Having hung unnoticed in the foyers of countless agencies down the years, one critic has called them "a melange of hyperbole that is neither unique nor motivating". They stand accused of being filled with jargon that is ignored by staff while being meaningless to prospective clients. According to Reiman, they are like tombstones in a cemetery: "The mission statement is unveiled and then we visit it once a year." For Murphy, the Adam & Eve/DDB chief executive, agencies should live and breathe their visions. The visions should manifest themselves in the work leaving the agency daily, he wrote in last week’s Campaign. That said, some believe mission statements help set the culture and tone of an agency by reminding staff what it stands for while keeping everybody heading in the right direction.

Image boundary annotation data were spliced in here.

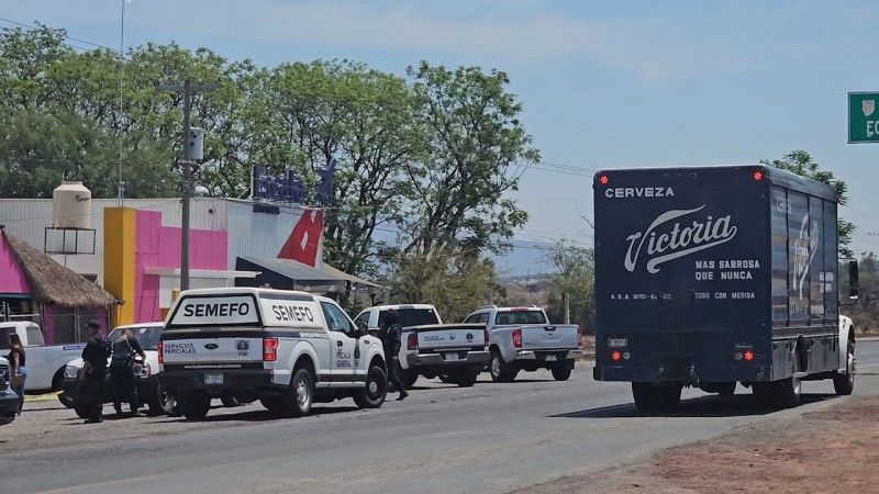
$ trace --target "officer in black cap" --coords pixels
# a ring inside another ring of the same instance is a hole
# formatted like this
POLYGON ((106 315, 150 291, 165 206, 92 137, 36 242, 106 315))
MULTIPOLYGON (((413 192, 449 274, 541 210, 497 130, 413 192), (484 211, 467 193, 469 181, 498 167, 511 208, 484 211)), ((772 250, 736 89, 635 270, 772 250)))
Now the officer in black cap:
POLYGON ((107 359, 110 357, 110 339, 101 334, 101 325, 89 321, 88 343, 82 349, 82 377, 86 381, 86 397, 89 405, 89 418, 86 424, 103 422, 103 397, 107 393, 107 359))
POLYGON ((400 382, 400 378, 397 375, 397 360, 400 355, 401 345, 400 325, 397 324, 399 314, 393 308, 388 308, 382 312, 383 322, 378 329, 378 336, 381 339, 381 345, 385 347, 385 362, 388 363, 388 382, 393 384, 397 389, 399 392, 397 401, 401 402, 409 396, 409 392, 405 391, 405 386, 400 382))

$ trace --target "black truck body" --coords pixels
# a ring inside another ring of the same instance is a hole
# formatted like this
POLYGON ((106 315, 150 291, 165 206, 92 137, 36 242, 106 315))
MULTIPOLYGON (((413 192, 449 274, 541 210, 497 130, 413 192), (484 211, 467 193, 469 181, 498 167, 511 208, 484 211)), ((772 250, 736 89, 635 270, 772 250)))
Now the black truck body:
POLYGON ((756 165, 604 170, 593 191, 596 380, 632 382, 642 408, 685 385, 794 406, 801 380, 831 378, 847 394, 832 187, 756 165))

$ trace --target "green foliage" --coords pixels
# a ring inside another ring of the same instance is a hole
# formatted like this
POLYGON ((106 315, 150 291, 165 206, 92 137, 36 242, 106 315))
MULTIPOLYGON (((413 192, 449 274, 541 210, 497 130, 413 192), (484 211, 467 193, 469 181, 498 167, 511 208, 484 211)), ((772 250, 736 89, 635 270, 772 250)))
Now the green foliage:
MULTIPOLYGON (((819 164, 812 159, 812 156, 804 150, 794 150, 788 153, 781 159, 771 161, 763 159, 760 162, 826 183, 836 189, 839 205, 845 205, 848 202, 848 186, 843 180, 837 179, 832 171, 822 170, 819 164)), ((839 255, 852 257, 853 252, 849 246, 852 245, 852 235, 855 233, 855 224, 839 217, 836 226, 839 255)))

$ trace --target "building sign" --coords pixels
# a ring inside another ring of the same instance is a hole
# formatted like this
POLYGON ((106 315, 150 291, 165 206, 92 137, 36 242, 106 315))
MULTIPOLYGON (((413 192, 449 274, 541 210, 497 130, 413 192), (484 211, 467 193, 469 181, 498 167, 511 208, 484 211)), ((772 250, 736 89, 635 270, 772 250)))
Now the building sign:
POLYGON ((293 202, 297 204, 329 205, 333 201, 333 171, 336 159, 331 158, 325 168, 314 170, 320 178, 314 190, 309 191, 307 183, 297 177, 296 170, 287 170, 285 177, 266 175, 265 167, 254 167, 252 180, 252 199, 264 201, 293 202))

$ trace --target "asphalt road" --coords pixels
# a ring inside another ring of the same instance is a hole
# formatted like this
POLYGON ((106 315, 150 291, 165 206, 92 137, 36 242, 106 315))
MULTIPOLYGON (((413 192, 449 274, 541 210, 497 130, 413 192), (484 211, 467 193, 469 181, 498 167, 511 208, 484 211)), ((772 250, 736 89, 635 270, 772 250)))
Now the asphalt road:
MULTIPOLYGON (((857 353, 855 393, 879 393, 879 341, 860 341, 857 353)), ((481 374, 470 389, 421 380, 427 388, 377 411, 346 400, 276 419, 249 405, 209 415, 207 428, 181 430, 167 417, 142 437, 0 453, 0 491, 509 492, 845 400, 827 381, 806 382, 802 406, 770 413, 755 408, 741 385, 728 398, 685 390, 678 411, 648 416, 635 409, 627 384, 594 382, 591 367, 567 382, 544 371, 519 375, 494 384, 481 374)), ((100 427, 125 420, 84 434, 100 427)))

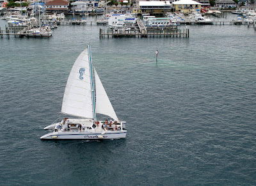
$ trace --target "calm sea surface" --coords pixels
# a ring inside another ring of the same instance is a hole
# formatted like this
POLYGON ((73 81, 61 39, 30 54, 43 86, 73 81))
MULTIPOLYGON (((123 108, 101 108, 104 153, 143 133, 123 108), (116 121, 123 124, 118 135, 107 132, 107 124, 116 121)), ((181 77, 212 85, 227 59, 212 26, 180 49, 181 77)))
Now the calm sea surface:
POLYGON ((187 27, 189 38, 100 40, 89 23, 0 39, 0 185, 255 185, 256 33, 187 27), (42 141, 88 44, 127 138, 42 141))

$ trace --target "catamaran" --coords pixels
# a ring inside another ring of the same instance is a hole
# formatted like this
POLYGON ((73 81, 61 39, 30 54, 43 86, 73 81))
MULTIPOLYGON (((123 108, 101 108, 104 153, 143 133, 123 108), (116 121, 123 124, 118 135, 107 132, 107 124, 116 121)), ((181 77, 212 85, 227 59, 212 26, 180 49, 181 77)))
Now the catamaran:
POLYGON ((77 118, 57 119, 58 122, 44 128, 52 131, 42 136, 41 139, 112 139, 126 137, 126 122, 117 118, 92 66, 90 45, 76 60, 69 74, 61 112, 77 118), (110 118, 99 121, 97 113, 110 118))

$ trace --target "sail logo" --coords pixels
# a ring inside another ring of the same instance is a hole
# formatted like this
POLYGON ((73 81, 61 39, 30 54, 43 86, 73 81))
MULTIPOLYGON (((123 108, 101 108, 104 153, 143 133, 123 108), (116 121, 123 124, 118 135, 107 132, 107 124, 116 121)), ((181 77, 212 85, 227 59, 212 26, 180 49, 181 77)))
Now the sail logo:
POLYGON ((84 72, 85 72, 84 68, 81 68, 79 69, 79 74, 80 74, 79 79, 80 79, 81 80, 84 79, 84 78, 83 77, 83 75, 84 74, 84 72))

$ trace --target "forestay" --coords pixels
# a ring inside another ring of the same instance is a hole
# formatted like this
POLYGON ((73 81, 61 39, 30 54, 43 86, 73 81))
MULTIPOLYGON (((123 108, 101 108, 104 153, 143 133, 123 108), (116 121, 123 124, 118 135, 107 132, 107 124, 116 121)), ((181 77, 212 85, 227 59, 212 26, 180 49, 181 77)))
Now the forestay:
POLYGON ((93 118, 92 100, 88 49, 86 49, 78 56, 69 74, 61 112, 93 118))
POLYGON ((96 84, 96 113, 107 115, 118 121, 118 118, 112 107, 111 103, 108 98, 95 68, 94 68, 94 76, 96 84))

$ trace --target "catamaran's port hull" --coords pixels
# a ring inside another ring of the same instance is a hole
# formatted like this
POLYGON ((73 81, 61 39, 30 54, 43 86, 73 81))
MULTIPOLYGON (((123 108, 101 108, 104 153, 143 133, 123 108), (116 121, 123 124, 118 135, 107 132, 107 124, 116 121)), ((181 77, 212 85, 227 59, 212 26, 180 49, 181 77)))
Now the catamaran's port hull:
POLYGON ((50 139, 112 139, 125 138, 126 130, 108 131, 102 132, 55 132, 49 133, 40 137, 42 140, 50 139))

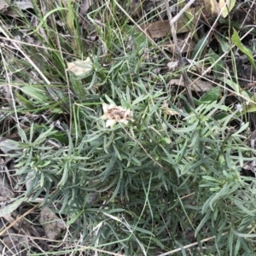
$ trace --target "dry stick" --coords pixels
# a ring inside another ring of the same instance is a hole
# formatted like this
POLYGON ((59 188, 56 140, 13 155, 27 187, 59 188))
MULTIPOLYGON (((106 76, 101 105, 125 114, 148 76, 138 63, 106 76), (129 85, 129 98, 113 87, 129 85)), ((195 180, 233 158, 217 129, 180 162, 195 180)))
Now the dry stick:
MULTIPOLYGON (((184 62, 183 61, 183 57, 182 57, 182 55, 181 55, 181 52, 180 52, 180 49, 179 49, 179 46, 178 46, 177 38, 177 33, 176 33, 176 29, 174 27, 174 23, 180 18, 180 16, 189 8, 189 6, 194 2, 195 2, 195 0, 190 0, 180 10, 180 12, 172 19, 172 16, 171 11, 170 11, 170 7, 169 7, 168 1, 165 0, 166 13, 167 13, 167 15, 168 15, 169 23, 170 23, 170 26, 171 26, 171 30, 172 30, 172 38, 173 38, 175 49, 176 49, 177 58, 178 58, 178 65, 179 65, 179 67, 181 67, 182 69, 184 67, 185 65, 184 65, 184 62)), ((184 69, 183 70, 183 78, 184 85, 185 85, 185 88, 186 88, 186 90, 187 90, 189 102, 190 103, 190 106, 193 108, 195 108, 195 103, 194 103, 194 101, 193 101, 193 96, 192 96, 191 90, 190 90, 190 87, 189 87, 189 81, 187 71, 184 70, 184 69)))
MULTIPOLYGON (((195 1, 195 0, 193 0, 195 1)), ((137 26, 137 28, 141 31, 144 36, 148 38, 148 40, 150 41, 150 43, 155 46, 158 49, 160 49, 161 51, 161 53, 166 57, 166 59, 168 60, 172 60, 167 54, 164 51, 164 49, 158 45, 148 34, 147 32, 139 26, 137 24, 137 22, 129 15, 129 14, 127 14, 127 12, 116 2, 116 0, 114 0, 115 4, 119 7, 119 9, 130 19, 130 20, 135 25, 135 26, 137 26)))
POLYGON ((22 55, 25 57, 25 59, 33 67, 33 68, 35 68, 35 70, 38 73, 38 74, 45 81, 45 83, 49 85, 50 83, 47 79, 47 78, 44 76, 44 74, 35 65, 35 63, 31 60, 31 58, 21 49, 21 48, 20 48, 20 46, 16 43, 15 43, 13 40, 11 40, 11 38, 9 38, 9 36, 2 28, 2 26, 4 27, 4 25, 3 24, 3 22, 1 20, 0 20, 0 22, 1 22, 0 32, 2 32, 7 38, 8 40, 9 40, 10 42, 12 42, 12 44, 14 44, 14 46, 22 54, 22 55))
MULTIPOLYGON (((225 233, 223 233, 222 236, 224 236, 228 234, 228 232, 225 232, 225 233)), ((206 238, 206 239, 203 239, 201 241, 201 243, 205 242, 205 241, 207 241, 209 240, 212 240, 212 239, 214 239, 216 236, 210 236, 208 238, 206 238)), ((193 243, 190 243, 190 244, 188 244, 187 246, 184 246, 183 247, 183 249, 188 249, 188 248, 190 248, 190 247, 193 247, 195 246, 198 245, 198 241, 195 241, 195 242, 193 242, 193 243)), ((167 253, 162 253, 162 254, 159 254, 157 256, 166 256, 166 255, 170 255, 170 254, 172 254, 172 253, 177 253, 179 251, 181 251, 182 248, 177 248, 177 249, 175 249, 175 250, 172 250, 172 251, 170 251, 170 252, 167 252, 167 253)))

In the end, though, will mission statements exasperate adland as much as they once did President George HW Bush, who had no time for "that vision thing"?

Agency head
Chris Hirst, European chief executive, Havas Creative Group
"I don’t intend to spend any time talking about mission statements. The fact is that the vast majority of agencies are trying to do the same thing. That’s to say creating interesting work and trying to build their reputations.

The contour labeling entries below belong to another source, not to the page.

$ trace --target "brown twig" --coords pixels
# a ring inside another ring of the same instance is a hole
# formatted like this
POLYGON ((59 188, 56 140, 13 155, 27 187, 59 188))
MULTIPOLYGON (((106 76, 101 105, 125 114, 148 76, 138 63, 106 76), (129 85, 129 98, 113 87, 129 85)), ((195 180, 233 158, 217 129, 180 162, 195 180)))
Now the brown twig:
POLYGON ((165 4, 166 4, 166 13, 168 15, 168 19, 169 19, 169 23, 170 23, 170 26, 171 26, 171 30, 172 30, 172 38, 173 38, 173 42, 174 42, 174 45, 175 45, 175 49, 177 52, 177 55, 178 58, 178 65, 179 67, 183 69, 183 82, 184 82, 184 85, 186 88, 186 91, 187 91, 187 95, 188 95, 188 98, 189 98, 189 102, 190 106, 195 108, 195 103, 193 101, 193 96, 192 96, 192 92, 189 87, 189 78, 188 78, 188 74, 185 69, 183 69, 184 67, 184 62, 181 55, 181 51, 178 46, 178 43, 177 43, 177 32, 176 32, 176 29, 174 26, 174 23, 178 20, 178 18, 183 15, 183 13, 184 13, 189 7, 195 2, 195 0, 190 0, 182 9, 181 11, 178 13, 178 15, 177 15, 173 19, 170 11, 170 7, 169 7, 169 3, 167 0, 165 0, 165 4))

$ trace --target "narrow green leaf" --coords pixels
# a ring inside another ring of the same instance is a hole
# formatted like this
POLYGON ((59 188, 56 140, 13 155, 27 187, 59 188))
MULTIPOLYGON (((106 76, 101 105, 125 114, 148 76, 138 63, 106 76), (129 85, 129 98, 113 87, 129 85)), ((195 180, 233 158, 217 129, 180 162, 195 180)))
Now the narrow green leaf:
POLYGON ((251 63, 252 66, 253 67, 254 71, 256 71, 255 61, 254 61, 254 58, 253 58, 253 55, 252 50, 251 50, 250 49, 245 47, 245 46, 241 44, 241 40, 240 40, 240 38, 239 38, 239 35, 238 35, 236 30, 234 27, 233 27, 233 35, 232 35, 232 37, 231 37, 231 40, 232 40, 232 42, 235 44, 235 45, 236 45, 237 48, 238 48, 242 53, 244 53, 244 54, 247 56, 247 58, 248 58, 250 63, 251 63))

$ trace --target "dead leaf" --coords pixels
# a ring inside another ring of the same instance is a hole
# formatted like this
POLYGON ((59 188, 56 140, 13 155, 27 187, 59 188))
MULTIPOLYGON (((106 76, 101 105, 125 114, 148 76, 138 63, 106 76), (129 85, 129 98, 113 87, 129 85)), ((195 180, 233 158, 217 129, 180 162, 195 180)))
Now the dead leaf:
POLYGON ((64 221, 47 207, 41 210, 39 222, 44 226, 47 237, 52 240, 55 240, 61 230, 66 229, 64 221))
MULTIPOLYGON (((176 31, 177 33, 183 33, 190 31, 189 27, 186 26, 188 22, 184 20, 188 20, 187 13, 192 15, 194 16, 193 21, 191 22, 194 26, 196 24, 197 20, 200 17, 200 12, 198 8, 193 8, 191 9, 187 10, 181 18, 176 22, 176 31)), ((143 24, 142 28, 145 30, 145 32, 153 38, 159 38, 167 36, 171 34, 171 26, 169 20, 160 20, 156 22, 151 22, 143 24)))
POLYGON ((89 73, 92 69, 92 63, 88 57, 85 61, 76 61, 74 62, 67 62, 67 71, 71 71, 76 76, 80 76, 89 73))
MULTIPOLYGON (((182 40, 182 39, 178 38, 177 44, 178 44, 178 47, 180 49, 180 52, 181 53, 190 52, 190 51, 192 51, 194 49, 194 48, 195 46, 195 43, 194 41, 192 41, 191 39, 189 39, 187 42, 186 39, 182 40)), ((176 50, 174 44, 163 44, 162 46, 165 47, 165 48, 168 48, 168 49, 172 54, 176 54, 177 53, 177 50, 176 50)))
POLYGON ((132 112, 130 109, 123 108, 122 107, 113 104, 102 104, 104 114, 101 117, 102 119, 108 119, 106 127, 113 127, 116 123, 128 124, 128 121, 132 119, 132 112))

"Of course, it’s important to be clear what you’re trying to achieve. But you can drive yourself nuts trying to find points of difference when you’re having to manoeuvre on a pinhead.
"The question that agency heads have to answer is how they are going to achieve their aims. And the only way they can do that is by doing things better than others do."

Intermediary
Kerry Glazer, chief executive, AAR
"Agency mission statements might galvanise staff but not business prospects. Clients don’t go to McCann to get ‘truth well told’ but because they like its work or its management or because they want an international network. They are less concerned about mission statements than an agency’s ability to deliver.

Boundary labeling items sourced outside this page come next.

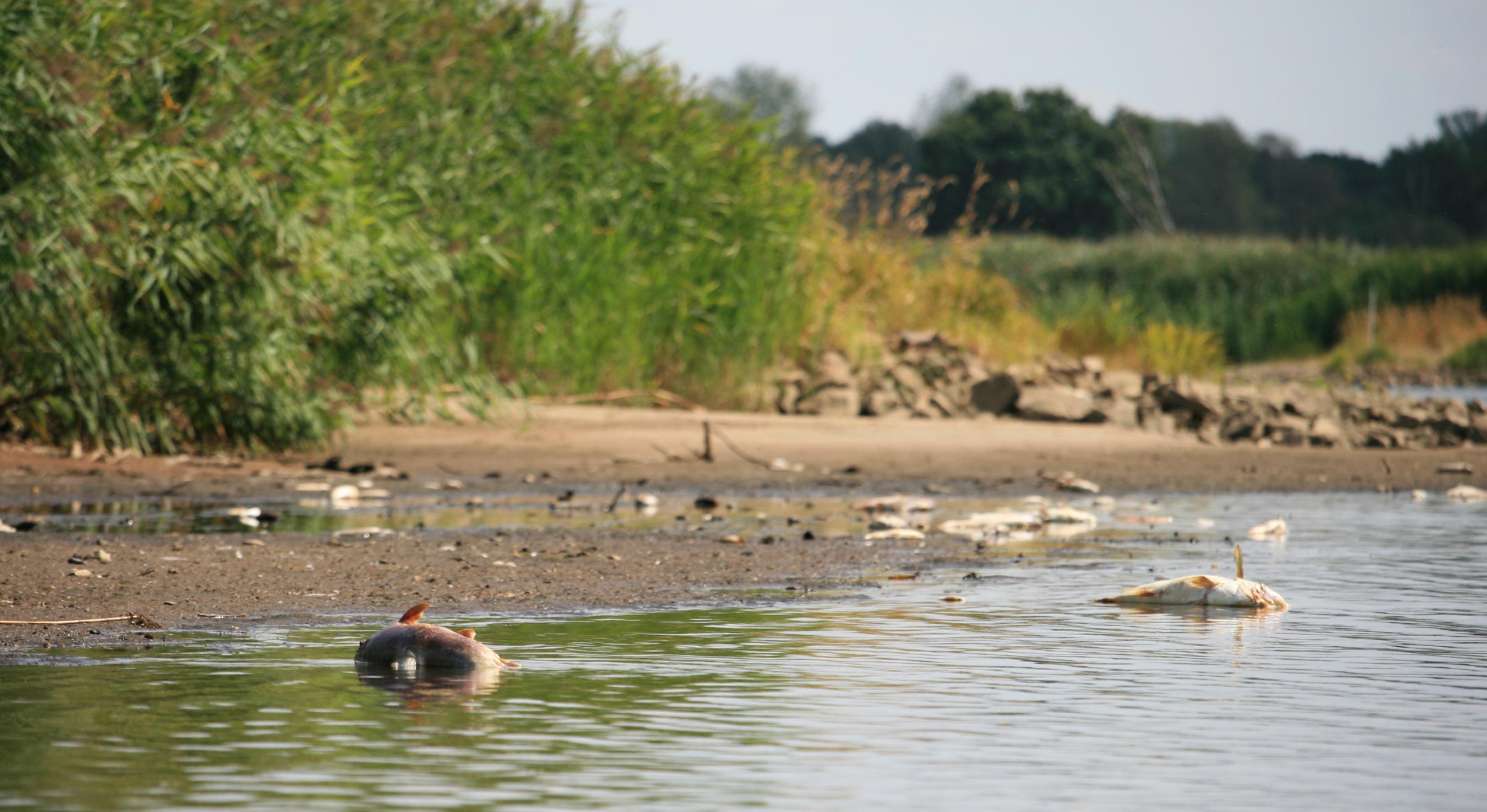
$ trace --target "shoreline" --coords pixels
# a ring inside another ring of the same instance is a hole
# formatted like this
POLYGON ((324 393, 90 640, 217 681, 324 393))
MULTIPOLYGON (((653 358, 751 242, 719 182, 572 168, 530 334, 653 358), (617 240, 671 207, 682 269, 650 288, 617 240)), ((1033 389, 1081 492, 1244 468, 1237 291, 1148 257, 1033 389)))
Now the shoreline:
MULTIPOLYGON (((339 454, 346 465, 391 463, 406 471, 406 480, 378 480, 394 498, 464 498, 462 491, 428 489, 458 479, 468 494, 531 501, 555 500, 572 489, 581 492, 580 501, 607 503, 619 483, 638 488, 645 480, 645 489, 686 500, 700 492, 723 498, 767 492, 785 500, 787 509, 799 504, 801 516, 812 510, 812 500, 895 491, 952 491, 962 498, 1065 497, 1039 479, 1044 468, 1075 471, 1111 495, 1439 492, 1459 483, 1480 486, 1487 471, 1487 448, 1259 449, 1207 446, 1111 425, 999 418, 910 421, 553 406, 529 409, 504 425, 367 422, 332 452, 259 460, 79 461, 52 449, 0 446, 0 515, 13 519, 28 504, 70 500, 286 500, 296 482, 358 479, 305 467, 329 454, 339 454), (702 448, 703 419, 712 428, 714 463, 693 457, 702 448), (801 470, 766 470, 733 454, 723 437, 751 458, 779 457, 801 470), (668 455, 686 461, 668 461, 668 455), (1468 463, 1477 473, 1436 473, 1447 463, 1468 463), (485 479, 494 471, 501 477, 485 479), (170 495, 161 495, 165 492, 170 495)), ((775 601, 821 589, 871 589, 879 573, 931 564, 1011 565, 1011 556, 1029 552, 977 550, 943 534, 871 547, 861 543, 859 532, 803 540, 801 528, 810 526, 801 523, 794 534, 769 541, 755 534, 742 544, 721 543, 723 531, 700 525, 428 528, 372 538, 250 534, 260 544, 245 544, 242 534, 48 532, 43 526, 0 534, 0 619, 143 613, 171 629, 232 631, 332 616, 396 619, 421 601, 446 616, 775 601), (107 550, 112 562, 86 558, 97 550, 107 550), (74 555, 85 556, 85 564, 68 564, 74 555), (77 568, 91 570, 94 577, 70 576, 77 568)), ((122 622, 0 626, 0 648, 155 642, 146 635, 161 638, 122 622)))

"That said, there’s an important role for mission statements in motivating agency staff. Wieden & Kennedy’s Neil Christie says people join his agency ‘to do the best work of their lives’. That’s immensely motivating for staff.
"Sometimes, mission statements can be encapsulated in a strapline. Ogilvy’s ‘We sell or else’ is well-understood by everybody."

Agency head
Lucy Jameson, chief executive, Grey London
"With the industry changing so much – along with the role of agencies within it – our people need to understand what’s important.
"That doesn’t mean a pretentious mission statement but the way we work. We talk a lot about being ‘open’. It means we have no hierarchy and don’t sign work off before it goes out, and we ensure new joiners become part of this process.
"If you devise mission statements that have no relevance to what people do, you simply wind them up. What’s more, clients are only interested in an agency’s output and reputation."

Agency head
Matt Edwards, chief executive, WCRS
"All you need is a simple articulation of what the agency stands for. At WCRS, we talk of ‘creating work people care about’. It’s what we do and what wins pitches.
"There’s no highfalutin nonsense about it. And we would never make any attempt to follow the current trend of trying to create a silly new word by cramming two old ones together.
"Of course, you need to be able to articulate your philosophy at a very early stage in a meeting with a prospective client. But I’ve never come across a client ever asking to be reminded of it."